To my surprise, however, coroutines are quite efficient in terms of runtime overhead. Measuring the context switch to and from an empty coroutine (an endless loop with just a (yield))
   : (bench (do 1000000 (co 'bench (loop (yield)))))
   0.380 sec
   -> NIL
shows that it needs just 0.38 / 2 = 0.19 microseconds per switch operation.

This is in the same order of magnitude of a normal function call:
   : (bench (do 1000000 ((quote (X Y) (+ X Y)) 3 4)))
   0.162 sec
   -> 7
Comparing the implementations of pythag above - as a generator using job and a coroutine - shows that the coroutine version is about 10 percent faster.

Inspecting and Stopping Coroutines

The function stack can be used to see which coroutines are currently running (in addition to its primary task of setting or returning the current stack segment size).
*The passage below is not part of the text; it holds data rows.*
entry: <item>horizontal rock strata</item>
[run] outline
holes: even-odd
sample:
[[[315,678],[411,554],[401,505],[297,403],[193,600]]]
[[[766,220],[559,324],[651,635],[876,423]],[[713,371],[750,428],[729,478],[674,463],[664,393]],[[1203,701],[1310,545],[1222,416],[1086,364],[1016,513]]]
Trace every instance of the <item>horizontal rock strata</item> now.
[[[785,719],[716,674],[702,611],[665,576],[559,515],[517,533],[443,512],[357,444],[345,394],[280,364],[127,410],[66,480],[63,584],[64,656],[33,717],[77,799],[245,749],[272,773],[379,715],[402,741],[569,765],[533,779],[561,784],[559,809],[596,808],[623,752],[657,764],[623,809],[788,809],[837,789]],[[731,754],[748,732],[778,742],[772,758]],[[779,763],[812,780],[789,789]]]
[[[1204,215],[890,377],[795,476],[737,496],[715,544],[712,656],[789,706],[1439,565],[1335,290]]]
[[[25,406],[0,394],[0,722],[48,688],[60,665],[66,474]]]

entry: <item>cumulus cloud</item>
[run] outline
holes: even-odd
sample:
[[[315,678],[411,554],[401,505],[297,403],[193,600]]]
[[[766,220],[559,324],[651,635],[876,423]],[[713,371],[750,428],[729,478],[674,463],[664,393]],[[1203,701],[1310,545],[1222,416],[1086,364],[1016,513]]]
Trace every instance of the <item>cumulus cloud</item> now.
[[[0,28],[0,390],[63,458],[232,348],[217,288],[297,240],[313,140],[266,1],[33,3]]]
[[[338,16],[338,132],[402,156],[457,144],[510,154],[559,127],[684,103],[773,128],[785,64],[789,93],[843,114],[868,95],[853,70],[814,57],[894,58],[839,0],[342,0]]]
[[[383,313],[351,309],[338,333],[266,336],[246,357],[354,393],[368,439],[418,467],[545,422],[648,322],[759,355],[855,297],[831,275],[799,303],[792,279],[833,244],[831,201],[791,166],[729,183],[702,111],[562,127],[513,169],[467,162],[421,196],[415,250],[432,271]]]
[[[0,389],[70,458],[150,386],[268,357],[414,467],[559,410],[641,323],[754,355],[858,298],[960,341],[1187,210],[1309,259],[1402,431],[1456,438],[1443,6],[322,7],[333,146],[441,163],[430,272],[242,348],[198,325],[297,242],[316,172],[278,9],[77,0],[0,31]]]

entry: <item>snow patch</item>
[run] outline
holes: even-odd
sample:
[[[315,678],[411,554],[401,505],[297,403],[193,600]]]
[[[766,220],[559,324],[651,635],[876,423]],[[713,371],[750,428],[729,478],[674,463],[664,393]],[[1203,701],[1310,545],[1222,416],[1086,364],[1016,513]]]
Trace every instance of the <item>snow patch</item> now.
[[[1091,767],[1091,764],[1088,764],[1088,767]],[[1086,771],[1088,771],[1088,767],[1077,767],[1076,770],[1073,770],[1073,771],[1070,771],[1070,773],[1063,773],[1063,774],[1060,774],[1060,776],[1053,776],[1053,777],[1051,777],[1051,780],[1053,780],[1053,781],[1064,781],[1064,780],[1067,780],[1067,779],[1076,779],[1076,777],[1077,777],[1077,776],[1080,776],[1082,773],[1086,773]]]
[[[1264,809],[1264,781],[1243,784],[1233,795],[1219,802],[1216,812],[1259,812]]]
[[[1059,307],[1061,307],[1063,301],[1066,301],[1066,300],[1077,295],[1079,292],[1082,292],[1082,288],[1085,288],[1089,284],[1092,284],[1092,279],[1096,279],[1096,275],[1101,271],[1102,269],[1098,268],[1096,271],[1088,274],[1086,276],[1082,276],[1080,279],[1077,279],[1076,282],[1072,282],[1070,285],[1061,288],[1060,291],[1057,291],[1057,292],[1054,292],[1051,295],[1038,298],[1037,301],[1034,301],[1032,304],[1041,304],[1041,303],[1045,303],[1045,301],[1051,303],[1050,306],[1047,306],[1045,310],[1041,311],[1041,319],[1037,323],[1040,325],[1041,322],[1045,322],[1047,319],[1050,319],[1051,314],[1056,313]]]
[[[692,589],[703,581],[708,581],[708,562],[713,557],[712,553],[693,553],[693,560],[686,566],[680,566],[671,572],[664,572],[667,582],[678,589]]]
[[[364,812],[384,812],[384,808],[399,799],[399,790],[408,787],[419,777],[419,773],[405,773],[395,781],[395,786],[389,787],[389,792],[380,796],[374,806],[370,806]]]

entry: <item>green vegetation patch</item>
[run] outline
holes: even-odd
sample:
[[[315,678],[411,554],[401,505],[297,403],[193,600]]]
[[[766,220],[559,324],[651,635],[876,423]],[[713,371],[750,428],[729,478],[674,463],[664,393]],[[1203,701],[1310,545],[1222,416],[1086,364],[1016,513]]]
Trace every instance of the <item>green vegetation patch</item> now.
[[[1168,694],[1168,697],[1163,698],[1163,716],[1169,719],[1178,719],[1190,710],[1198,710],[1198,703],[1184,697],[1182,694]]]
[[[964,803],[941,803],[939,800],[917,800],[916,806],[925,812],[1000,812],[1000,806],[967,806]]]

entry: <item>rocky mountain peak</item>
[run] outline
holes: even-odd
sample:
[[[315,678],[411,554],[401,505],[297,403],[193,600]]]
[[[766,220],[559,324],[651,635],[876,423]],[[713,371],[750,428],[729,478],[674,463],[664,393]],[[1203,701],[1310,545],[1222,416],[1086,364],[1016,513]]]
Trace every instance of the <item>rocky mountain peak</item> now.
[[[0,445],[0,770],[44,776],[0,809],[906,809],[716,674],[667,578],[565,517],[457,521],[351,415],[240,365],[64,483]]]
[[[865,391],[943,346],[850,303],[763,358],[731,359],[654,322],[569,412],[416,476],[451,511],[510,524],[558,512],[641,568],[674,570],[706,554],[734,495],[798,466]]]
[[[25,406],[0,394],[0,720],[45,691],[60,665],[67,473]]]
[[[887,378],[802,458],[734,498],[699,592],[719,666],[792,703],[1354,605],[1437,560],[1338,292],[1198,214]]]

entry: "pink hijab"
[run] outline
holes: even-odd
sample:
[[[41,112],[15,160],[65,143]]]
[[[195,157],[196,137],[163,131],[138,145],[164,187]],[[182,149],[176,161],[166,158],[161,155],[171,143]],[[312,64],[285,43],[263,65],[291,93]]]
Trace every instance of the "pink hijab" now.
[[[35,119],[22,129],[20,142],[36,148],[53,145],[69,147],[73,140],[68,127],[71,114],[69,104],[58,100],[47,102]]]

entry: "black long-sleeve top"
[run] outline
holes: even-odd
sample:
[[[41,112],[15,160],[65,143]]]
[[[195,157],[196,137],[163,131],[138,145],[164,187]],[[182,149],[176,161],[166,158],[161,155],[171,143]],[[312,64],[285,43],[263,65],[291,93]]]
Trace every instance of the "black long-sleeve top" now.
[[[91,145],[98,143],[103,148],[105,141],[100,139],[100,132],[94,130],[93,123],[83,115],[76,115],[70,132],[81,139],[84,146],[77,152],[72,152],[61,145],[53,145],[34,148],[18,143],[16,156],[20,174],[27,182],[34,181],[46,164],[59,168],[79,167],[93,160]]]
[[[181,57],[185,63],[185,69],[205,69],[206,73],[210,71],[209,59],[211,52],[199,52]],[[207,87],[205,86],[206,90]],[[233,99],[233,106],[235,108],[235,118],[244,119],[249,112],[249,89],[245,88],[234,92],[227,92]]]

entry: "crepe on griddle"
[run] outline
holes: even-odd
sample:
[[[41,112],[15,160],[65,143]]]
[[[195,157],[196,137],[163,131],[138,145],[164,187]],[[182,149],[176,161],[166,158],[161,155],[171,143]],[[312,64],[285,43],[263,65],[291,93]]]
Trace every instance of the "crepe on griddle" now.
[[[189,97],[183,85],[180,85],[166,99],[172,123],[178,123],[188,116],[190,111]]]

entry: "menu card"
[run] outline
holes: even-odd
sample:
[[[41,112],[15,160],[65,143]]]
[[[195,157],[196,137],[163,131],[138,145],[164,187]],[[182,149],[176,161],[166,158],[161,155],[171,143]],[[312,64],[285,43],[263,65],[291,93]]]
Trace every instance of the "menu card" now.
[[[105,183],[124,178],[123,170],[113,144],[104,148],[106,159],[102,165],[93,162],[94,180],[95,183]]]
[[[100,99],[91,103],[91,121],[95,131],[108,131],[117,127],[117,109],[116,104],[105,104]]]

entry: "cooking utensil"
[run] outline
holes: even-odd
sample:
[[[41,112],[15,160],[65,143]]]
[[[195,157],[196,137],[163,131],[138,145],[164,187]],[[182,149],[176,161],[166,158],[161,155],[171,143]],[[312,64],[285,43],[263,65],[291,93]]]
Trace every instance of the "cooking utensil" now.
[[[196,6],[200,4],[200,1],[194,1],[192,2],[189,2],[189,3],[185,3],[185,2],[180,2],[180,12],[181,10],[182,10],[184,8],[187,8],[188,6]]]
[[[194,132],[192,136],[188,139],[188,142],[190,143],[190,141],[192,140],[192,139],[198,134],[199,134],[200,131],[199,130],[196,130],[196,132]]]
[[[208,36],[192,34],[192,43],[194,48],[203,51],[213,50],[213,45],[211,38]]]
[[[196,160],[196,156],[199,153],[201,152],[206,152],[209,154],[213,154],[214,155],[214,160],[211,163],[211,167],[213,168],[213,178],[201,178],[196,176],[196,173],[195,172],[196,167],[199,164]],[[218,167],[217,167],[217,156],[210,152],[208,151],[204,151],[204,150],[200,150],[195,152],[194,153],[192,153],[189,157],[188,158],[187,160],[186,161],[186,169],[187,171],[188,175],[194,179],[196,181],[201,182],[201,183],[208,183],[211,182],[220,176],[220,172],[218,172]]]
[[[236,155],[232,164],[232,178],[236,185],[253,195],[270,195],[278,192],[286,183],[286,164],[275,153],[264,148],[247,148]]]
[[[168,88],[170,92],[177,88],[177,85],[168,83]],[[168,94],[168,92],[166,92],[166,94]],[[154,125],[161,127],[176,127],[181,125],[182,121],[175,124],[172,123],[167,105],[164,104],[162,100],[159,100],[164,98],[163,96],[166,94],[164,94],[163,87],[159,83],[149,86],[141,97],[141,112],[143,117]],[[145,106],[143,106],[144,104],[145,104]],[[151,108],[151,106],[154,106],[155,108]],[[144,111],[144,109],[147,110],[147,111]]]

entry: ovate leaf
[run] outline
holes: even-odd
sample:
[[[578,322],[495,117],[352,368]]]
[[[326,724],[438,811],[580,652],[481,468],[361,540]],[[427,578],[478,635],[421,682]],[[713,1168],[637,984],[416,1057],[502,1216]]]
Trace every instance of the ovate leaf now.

Let's say we called pythag like in the example above, and then started two more coroutines as
   : (co "routine1" (yield 1))
   -> 1
   : (co "routine2" (yield 2))
   -> 2
Now there must be three coroutines running. stack returns them:
   : (stack)
   -> ("routine2" "routine1" pythag . 64)


When co is called with only a tag, but without a body, the corresponding coroutine is stopped.
   : (co "routine1")
   -> T
   : (co "routine2")
   -> T
   : (co 'pythag)
   -> T
   : (stack)
   -> 64
Now all coroutines are gone, and stack returns only the remaining segment size (in kilobytes).

A Tree Example

A typical example of a situation where a coroutine can simplify things a lot, is a recursive algorithm.

For testing, let's generate a balanced binary tree:
   (balance '*Tree (range 1 15))
As you may know, you can display it with the view function
   : (view *Tree T)
            15
         14
            13
      12
            11
         10
            9
   8
            7
         6
            5
      4
            3
         2
            1
It is easy to traverse such a tree, e.g. to print its nodes:
   : (de printNodes (Tree)
      (when Tree
         (printNodes (cadr Tree))
         (println (car Tree))
         (printNodes (cddr Tree)) ) )
   -> printNodes

   : (printNodes *Tree)
   1
   2
   3
   4
   5
   6
   7
   8
   9
   10
   11
   12
   13
   14
   15
But what if you want to get the nodes returned, one by one, as in a generator function? For example, to compare the nodes of two trees and see of they are equal? If you think about it, you'll see that it is not trivial.

With a coroutine, it is straightforward. We can write a function that returns another node upon each call:
   (de nextLeaf (Rt Tree)
      (co Rt
         (recur (Tree)
            (when Tree
               (recurse (cadr Tree))
               (yield (car Tree))
               (recurse (cddr Tree)) ) ) ) )
With that, we can write a function to compare two trees
   (de cmpTrees (Tree1 Tree2)
      (prog1
         (use (Node1 Node2)
            (loop
               (setq
                  Node1 (nextLeaf "rt1" Tree1)
                  Node2 (nextLeaf "rt2" Tree2) )
               (T (nor Node1 Node2) T)
               (NIL (= Node1 Node2)) ) )
         (co "rt1")
         (co "rt2") ) )
The last two calls to co stop the two coroutines, independent of the result.